For generally most of my life, i feel as though I've experienced a lot of mental problems but, to be honest, i'm not sure whats normal and whats not. Most of the time i'd put them off, claiming it was whatever I read about that day (depression, various disorders), so I finally decided to list out my personality and actions in hopes that someone can help diagnose me before I leave for college next year.
this is the first time i've ever laid all of this out, so please bear with me, Im just gonna list everything I think should help with a diagnosis.
To start I guess I've always had a hard time with people. Not being around them, but more of understanding them. Often times I'd find myself missing out on social norms, normal things most people experience emotionally and whatnot.
I really wouldn't say anyone knows the real me because I generally act whatever way I need to around people. I've discovered (and come to terms with) the fact that I can be a pathological liar. Most of the time I lie to people, it's either to get something or just to do it. I'd say the majority of it is spent just to convince people of certain things for almost no reason, it's gotten so bad to the point where over the years I've become sort of a master at it, even to my own mom (she's pretty good at catching bs). The weird thing is I have to idea why i lie so much. I also tend to be extremely paranoid about things to where it's almost delusional. I know it won't happen, but i'm always ready just in case.
Anyway, all of my earlier relationships ended because I wasn't able to understand women, how they felt, their emotions, and return them. Now I understand them, I just don't feel anything that deep other than being happy sometimes and not at others. Because I don't really feel anything, I just act like I do, I say "I love you," and things like that, but really just so they won't get mad and hold things out from me.
I went through some pretty bad (self diagnosed) depression throughout my middle school and early (9th and early 10th) high school years. It wouldn't show on the outside, but sometimes when alone some thought would spark it and i'd cry or experience some huge amount of anger. This still happens every blue moon, but its not that bad anymore.
Not sure if this helps but I've had one pretty significant head injury over my life and one not so bad one. In one (i was like 7) I was in a pretty bad wreck which caused the side of my face to be torn open. In the other (like 9th grade) I fell and hit the back of my head so hard I still have a pretty bad bald spot from the impact.
My dad isn't an incredibly huge part of my life, which leaves my single mother always working and not really being a huge part either, so I generally spend alot of time by myself. (I have siblings, but they've moved out). I've come to being used to being alone and will sometimes lie and get out of things just so I can be. My dad used to have anger problems (he'd only hit inanimate objects) that'd we'd witness as kids, but he's not really like that anymore. My dad works ALOT, so me and my siblings are fine when it comes to things such as college funds and whatnot.
I don't really remember a whole lot of my childhood. When I was three, my mom, my siblings, and I all lived with my grandparents. My veteran grandfather (whom is an okay person now) used to enjoy terrorizing me and making me cry and was awfully relentless with it. We moved out since and most of our 6 months there I really cannot remember. After that we got our own house which i grew up in. I'm not particularly close to my family besides one of my siblings.
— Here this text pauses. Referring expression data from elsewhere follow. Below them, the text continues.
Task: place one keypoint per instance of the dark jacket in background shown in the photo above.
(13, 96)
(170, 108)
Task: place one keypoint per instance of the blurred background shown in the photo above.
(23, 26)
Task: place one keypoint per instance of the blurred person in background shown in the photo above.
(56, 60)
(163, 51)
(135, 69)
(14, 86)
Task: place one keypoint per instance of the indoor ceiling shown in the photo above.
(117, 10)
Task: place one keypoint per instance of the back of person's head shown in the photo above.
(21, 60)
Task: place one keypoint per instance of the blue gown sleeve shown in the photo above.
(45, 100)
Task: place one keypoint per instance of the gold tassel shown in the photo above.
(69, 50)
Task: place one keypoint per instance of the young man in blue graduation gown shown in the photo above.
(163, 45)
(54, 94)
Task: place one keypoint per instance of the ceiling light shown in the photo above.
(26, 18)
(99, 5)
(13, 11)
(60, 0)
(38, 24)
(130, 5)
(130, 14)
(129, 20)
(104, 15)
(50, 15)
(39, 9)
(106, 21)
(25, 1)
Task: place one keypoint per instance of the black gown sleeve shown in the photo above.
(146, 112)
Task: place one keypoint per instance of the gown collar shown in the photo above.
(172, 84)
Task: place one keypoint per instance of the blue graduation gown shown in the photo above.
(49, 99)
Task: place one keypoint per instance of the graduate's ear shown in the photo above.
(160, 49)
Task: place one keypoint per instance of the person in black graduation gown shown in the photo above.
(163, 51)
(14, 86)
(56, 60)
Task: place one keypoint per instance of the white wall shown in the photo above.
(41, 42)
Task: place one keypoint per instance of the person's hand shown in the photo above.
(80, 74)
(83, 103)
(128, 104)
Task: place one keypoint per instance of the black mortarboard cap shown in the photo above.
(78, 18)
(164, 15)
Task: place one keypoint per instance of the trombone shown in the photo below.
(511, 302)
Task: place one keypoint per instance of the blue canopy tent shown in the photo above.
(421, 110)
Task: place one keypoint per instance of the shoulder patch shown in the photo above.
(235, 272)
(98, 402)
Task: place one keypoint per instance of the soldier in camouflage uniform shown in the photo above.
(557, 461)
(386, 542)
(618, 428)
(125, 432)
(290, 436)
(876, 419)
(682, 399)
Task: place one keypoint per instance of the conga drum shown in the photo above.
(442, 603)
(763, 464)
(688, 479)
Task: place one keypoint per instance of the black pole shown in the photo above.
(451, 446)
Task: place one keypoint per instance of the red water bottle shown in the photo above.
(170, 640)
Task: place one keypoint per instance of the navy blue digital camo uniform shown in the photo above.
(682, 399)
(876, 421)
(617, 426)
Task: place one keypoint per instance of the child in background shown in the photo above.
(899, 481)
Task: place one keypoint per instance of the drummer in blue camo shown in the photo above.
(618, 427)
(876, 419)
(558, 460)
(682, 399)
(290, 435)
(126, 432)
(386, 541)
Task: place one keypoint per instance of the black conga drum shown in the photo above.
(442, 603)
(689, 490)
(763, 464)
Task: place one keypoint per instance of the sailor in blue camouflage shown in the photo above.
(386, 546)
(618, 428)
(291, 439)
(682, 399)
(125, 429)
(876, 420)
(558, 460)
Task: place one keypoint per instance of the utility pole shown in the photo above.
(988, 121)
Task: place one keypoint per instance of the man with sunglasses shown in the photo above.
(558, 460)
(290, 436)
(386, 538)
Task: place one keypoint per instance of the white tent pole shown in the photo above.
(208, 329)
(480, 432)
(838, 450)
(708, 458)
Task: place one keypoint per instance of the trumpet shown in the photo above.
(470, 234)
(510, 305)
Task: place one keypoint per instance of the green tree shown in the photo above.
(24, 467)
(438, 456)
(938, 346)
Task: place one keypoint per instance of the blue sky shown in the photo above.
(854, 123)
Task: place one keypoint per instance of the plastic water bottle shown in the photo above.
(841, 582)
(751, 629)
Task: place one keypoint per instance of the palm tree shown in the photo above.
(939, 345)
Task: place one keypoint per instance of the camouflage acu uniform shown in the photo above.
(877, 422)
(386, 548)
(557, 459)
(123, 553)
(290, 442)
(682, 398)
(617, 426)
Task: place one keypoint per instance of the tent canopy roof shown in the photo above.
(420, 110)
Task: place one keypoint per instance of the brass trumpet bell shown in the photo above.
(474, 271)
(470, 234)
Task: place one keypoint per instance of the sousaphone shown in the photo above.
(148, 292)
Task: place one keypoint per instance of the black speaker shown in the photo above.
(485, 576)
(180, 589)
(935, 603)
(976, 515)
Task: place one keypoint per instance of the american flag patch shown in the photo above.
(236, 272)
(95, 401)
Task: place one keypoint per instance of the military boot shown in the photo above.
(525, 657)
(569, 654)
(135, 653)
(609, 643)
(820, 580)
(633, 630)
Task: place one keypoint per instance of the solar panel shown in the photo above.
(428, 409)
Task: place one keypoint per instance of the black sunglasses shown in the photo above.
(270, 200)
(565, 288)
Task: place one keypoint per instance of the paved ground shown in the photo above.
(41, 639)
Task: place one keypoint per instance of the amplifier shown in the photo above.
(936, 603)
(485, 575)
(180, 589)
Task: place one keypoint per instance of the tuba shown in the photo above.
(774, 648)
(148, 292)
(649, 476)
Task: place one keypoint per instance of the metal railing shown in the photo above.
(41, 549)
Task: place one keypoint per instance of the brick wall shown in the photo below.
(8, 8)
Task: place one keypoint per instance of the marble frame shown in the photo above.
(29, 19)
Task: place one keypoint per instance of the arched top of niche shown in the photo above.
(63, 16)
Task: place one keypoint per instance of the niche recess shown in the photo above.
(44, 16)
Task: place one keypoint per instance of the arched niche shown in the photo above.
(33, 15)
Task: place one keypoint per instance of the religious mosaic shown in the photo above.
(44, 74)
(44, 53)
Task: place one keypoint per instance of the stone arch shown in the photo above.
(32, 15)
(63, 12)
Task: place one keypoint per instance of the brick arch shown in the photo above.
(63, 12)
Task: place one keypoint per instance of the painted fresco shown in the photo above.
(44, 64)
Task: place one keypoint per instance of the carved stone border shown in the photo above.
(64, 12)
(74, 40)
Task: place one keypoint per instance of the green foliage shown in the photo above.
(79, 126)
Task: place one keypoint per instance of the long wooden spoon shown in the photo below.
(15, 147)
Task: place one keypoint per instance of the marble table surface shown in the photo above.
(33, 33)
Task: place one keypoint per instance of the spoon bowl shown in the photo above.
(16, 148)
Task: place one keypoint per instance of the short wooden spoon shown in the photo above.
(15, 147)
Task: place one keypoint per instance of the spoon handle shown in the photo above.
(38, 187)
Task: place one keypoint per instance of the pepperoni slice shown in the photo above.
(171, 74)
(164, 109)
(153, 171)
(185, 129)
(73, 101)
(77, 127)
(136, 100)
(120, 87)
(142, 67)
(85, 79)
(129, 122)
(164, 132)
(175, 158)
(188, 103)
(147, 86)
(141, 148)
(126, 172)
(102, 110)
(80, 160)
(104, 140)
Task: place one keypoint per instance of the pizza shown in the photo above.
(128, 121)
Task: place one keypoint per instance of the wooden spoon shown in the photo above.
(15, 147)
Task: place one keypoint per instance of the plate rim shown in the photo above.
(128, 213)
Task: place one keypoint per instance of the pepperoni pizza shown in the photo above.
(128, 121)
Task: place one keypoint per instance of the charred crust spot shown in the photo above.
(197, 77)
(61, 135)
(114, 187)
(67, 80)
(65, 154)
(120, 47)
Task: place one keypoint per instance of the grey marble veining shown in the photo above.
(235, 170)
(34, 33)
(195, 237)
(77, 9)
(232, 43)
This next paragraph might seem kind of strange.
I remember as a young teenager really enjoying messing with my dog (my mom got it for me in hopes of making me less lonely). I'd enjoy her company of course but sometimes, I'd force her down and just sit there, just to exert my power over her, not really hurting her, but I'd just watch her struggle to get out, and eventually let her go when she stopped.
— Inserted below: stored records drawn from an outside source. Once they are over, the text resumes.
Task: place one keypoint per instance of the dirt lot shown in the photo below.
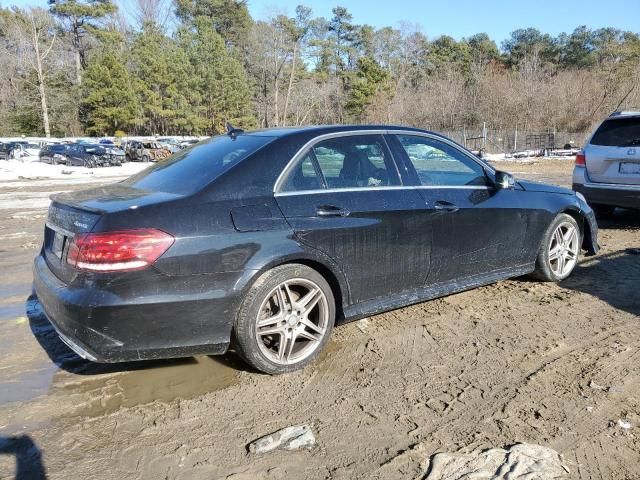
(518, 361)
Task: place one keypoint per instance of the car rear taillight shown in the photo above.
(118, 251)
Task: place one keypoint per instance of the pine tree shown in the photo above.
(109, 102)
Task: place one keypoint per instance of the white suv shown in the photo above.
(607, 170)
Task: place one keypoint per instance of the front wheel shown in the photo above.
(559, 251)
(285, 320)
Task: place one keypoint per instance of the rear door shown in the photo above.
(343, 197)
(613, 154)
(477, 228)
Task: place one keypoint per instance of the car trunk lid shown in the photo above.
(76, 213)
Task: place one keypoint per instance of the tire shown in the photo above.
(556, 266)
(310, 330)
(603, 211)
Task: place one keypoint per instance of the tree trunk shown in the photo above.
(41, 87)
(293, 70)
(78, 68)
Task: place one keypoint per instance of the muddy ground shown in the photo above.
(518, 361)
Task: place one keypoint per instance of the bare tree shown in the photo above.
(32, 37)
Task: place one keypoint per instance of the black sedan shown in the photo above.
(264, 240)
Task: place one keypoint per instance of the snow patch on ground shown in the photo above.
(12, 170)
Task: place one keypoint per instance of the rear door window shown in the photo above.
(619, 132)
(355, 161)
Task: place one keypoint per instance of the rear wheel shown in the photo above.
(603, 211)
(559, 250)
(285, 320)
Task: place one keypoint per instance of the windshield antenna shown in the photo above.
(232, 131)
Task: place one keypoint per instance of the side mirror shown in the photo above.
(504, 180)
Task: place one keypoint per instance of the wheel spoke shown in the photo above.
(309, 301)
(265, 322)
(271, 331)
(287, 293)
(293, 321)
(309, 324)
(309, 336)
(568, 235)
(561, 264)
(281, 302)
(286, 346)
(558, 236)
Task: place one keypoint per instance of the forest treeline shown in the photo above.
(189, 66)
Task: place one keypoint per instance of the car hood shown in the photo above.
(531, 186)
(112, 198)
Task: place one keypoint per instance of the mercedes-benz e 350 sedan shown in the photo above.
(264, 240)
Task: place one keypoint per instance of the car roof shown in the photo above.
(325, 129)
(625, 114)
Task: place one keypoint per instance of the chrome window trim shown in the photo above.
(612, 186)
(451, 143)
(286, 170)
(390, 187)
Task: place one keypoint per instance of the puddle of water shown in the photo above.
(147, 382)
(27, 386)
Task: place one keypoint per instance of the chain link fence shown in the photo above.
(510, 141)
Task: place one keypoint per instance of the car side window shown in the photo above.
(439, 164)
(355, 161)
(304, 176)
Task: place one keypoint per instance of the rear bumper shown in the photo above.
(618, 195)
(117, 322)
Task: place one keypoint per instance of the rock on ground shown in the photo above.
(289, 438)
(520, 462)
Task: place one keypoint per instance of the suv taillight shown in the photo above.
(118, 251)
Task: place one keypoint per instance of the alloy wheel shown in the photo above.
(292, 321)
(563, 249)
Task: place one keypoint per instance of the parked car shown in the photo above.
(146, 151)
(188, 143)
(114, 155)
(4, 151)
(54, 153)
(607, 170)
(170, 144)
(26, 152)
(86, 155)
(268, 238)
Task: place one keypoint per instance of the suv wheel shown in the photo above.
(559, 251)
(285, 320)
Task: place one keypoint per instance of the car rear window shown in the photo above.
(190, 170)
(620, 132)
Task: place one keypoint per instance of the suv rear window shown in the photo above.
(619, 132)
(188, 171)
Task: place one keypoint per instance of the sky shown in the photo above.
(461, 18)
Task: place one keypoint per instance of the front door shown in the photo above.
(344, 198)
(478, 228)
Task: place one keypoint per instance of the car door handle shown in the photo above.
(332, 211)
(445, 206)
So, thats all I can think of at the moment I may post more If I can think of it. Any help would be appreciated.
The following user gives a hug of support to jaymm: needinghelpsoon (07-01-2013)
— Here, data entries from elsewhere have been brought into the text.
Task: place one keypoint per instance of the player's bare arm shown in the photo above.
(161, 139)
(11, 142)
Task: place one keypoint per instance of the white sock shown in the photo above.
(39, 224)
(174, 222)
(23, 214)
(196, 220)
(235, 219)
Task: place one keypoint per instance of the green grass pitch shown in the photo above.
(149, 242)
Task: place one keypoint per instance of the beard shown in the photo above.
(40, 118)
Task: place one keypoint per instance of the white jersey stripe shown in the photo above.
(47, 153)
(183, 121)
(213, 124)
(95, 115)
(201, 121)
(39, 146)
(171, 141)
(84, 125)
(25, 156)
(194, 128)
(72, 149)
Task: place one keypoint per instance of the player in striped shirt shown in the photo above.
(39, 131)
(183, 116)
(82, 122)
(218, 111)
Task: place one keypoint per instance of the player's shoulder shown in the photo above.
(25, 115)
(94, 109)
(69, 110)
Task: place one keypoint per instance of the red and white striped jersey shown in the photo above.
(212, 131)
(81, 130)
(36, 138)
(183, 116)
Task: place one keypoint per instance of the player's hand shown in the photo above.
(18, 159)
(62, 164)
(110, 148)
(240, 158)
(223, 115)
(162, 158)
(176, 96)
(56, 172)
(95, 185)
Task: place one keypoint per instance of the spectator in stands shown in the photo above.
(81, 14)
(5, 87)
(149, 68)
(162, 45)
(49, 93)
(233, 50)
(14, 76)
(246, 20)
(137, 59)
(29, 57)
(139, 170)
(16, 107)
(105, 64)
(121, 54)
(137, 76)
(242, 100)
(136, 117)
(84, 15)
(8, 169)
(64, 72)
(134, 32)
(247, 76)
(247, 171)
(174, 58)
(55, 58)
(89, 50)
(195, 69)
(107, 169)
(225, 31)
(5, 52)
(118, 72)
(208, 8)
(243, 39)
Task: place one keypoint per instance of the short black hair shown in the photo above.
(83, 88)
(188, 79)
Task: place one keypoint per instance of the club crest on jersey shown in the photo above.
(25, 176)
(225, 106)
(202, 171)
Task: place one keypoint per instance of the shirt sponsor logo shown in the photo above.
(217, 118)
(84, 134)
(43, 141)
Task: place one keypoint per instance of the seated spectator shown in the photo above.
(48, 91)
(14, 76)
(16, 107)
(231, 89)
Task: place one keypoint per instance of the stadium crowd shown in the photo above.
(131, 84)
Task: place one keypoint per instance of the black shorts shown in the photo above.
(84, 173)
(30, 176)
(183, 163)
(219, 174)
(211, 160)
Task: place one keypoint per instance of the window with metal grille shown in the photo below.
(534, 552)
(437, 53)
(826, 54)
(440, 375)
Well, I know your post is a few months old, but just wanted to say I read it, and for you to know that someone is listening to you, and does care. Of course, I am not professional, but do love to try to figure people out, and talk to them, and just try to help them to the best of my ability.
With your pathological lying, and trying to even overpower your dog, the first thing that pops into my head is antisocial personality disorder. Of course though, you never actually harmed the dog physically so that's a good thing.
I am telling you to seriously consider setting up a consultation with your doctor, or a therapist to start finding out what you may have. It's better to get it treated than not at all. I wish you the best of luck. I'd love to know how everything is going.